Microbial computing: Review and Perspectives, Biotechnology Advances
Engineering microbial computers has been a longstanding endeavor in synthetic biology. Like other unconventional computing disciplines, the goal is to bring computation into real-world scenarios.
Several potential applications in bioproduction, bioremediation, and biomedicine highlight the promise of this discipline. The first biocomputers were bottom-up predictable circuits that relied on a monoculture-based digital logic and were able to emulate simple logic gates. Drawing from computer theory and extending the analogy with conventional hardware has enabled the engineering of more complex circuits. However, this abstraction soon reached its limits and introduced a semantic gap, which, alongside the constraints imposed by the monoculture paradigm, led to significant scalability limitations such as metabolic burden, orthogonality issues and noisy expression.
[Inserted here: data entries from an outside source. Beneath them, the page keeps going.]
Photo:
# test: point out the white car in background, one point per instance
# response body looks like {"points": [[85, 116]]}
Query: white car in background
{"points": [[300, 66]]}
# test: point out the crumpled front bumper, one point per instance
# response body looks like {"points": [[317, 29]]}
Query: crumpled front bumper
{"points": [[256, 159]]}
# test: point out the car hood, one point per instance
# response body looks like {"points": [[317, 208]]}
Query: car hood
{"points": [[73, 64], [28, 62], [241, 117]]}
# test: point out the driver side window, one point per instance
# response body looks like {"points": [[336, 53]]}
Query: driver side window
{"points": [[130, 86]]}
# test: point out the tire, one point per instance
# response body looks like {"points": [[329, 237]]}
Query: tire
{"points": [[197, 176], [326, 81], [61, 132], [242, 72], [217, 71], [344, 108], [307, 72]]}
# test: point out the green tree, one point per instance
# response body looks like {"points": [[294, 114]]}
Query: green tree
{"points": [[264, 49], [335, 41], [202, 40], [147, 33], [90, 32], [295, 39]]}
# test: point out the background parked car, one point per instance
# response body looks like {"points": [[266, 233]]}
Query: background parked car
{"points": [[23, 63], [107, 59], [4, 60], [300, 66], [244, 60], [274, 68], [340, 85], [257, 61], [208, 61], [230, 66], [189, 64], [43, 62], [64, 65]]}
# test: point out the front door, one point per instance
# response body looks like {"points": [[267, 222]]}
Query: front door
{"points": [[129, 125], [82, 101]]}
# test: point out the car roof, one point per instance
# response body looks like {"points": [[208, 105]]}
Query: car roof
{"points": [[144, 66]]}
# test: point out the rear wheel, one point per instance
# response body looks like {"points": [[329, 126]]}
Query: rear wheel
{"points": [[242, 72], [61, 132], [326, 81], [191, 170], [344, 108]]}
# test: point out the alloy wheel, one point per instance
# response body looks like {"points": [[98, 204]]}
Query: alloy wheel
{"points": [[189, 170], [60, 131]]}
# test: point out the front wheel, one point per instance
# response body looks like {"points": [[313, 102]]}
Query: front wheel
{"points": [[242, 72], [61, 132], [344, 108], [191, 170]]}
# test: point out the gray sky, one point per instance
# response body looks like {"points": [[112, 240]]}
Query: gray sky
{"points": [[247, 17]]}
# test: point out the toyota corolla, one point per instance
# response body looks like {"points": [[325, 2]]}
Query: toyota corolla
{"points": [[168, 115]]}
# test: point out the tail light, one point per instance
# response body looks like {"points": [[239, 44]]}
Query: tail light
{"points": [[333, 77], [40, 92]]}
This review outlines the strategies developed to overcome these issues and engineer more complex biodevices: (i) mitigation strategies that focus on the optimization of the circuits, (ii) multicellular computing that distributes the metabolic load across a consortium and (iii) the implementation of more energy-efficient computing frameworks, such as analog and neuromorphic architectures. While these bottom-up strategies have yielded significant progress, they remain insufficient to emulate the computational complexity of the cellular signal-processing system.
In this review, we additionally introduce a new perspective on biocomputing with a top-down approach named reservoir computing. This framework leverages the inherent dynamical computational capabilities and functionalities of biosystems to solve more complex and diverse tasks, thus offering a promising new path for engineering the next generation of microbial computers.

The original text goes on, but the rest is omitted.